Overall it reads more like a piece of political pathos, rather then a historical account of events.
Anyway ive digressed so back to my review. This book is backed by plenty of figures and stories which show that HH was also a Keynesian at heart with his multiple spending programs(which is called stimulus today) designed to fix the economy and get it back on track. And he was a monetarist before they existed with his desire for the Fed as well as the Reconstruction Finance Corporation designed to get money into the economy, as well as prop up farms, banks, etc etc. Hoover wanted no market correction rather, being from the Efficiency School he thought the heavy hand of government could easily help cushion the blow and get things back on track, although he did like to work hand in hand with business thinking teamwork would work well..
So ill mention SOME important points to flick to and highlight,
Pages 31-2 The Fed was given powers in order to a) avoid bank panics b) cushion liquidation c)give aid to agriculture d) mitigate unemployment g) advance economic and social reforms as fast as possible
P41 Liquidation on the NYSE was greater than $8 billion but was reduced to $3 billion
P42 Wired governors and mayors to expand public works, expanded federal public works by an extra $420 mil
P46 in the recession of `21(which tried the do nothing approach and had a recession under 6 months) there was 92 wage cuts per 100 jobs(which should debunk the Keynesian hypothesis of sticky wages), in the full year of `30 there was 7/100(also note the high wage policies etc that HH got industry to agree on seen a greater real wage rise than the boom of the 20s did)
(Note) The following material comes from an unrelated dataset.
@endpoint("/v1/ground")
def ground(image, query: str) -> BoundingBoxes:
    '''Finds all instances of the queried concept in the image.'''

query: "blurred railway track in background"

P46 days lost to strike under HH was from 2.7million to 9.9 mil, FDR however seen from 6.7mil to 28.4 mil
P50 the Federal Farm Board was given $500mil to support wheat and cotton prices
P84 The treasury and Fed Reserve created a pool of $500 mil to rescue banks with powers to borrow up to an extra billion
P95 The federal home loan bank act signed 22nd July 1932
P97-100 18 points of federal legislation program
110 Julu 16th `32 $1.8 billion for works, $500 mil for state relief , and authorisation for the Agriculture Production Bank
And trust me I can go on and on. But if you ignore normal government spending, and just look at Hoovers "stimulus" then he spent in his 4 years more than the total of the previous 30 years combined!!!
Please note that in this book Hoover recalls when he was given ADVICE from Andrew Mellon to do nothing and let the market correct itself(pages 30-31), and this is often quoted as if it was the strategy he took. If you've ever read this or come across this please note that this is a quote mine. Cause in the very following paragraphs he mentions about how glad he was to not follow this advice, and how since NO ONE HAD DONE WHAT HE DONE BEFORE he was experimenting in a new field of government interference in the market with the aim to make things better(and he believed given enough time he would have seen his strategies working, and if the democrats hadn't blocked so much of what he tried he'd have been remembered as a hero).
However I can easily explain in a sentence or two why it didn't work. Borrowing and spending money on a bunch of money losing schemes(the "stimulus" public work packages), and propping up prices at a level where no one can afford to buy(like propping up house prices today) both harm the economy, and cause a delay in any recovery!!!
Very interesting and relevant to todays situation.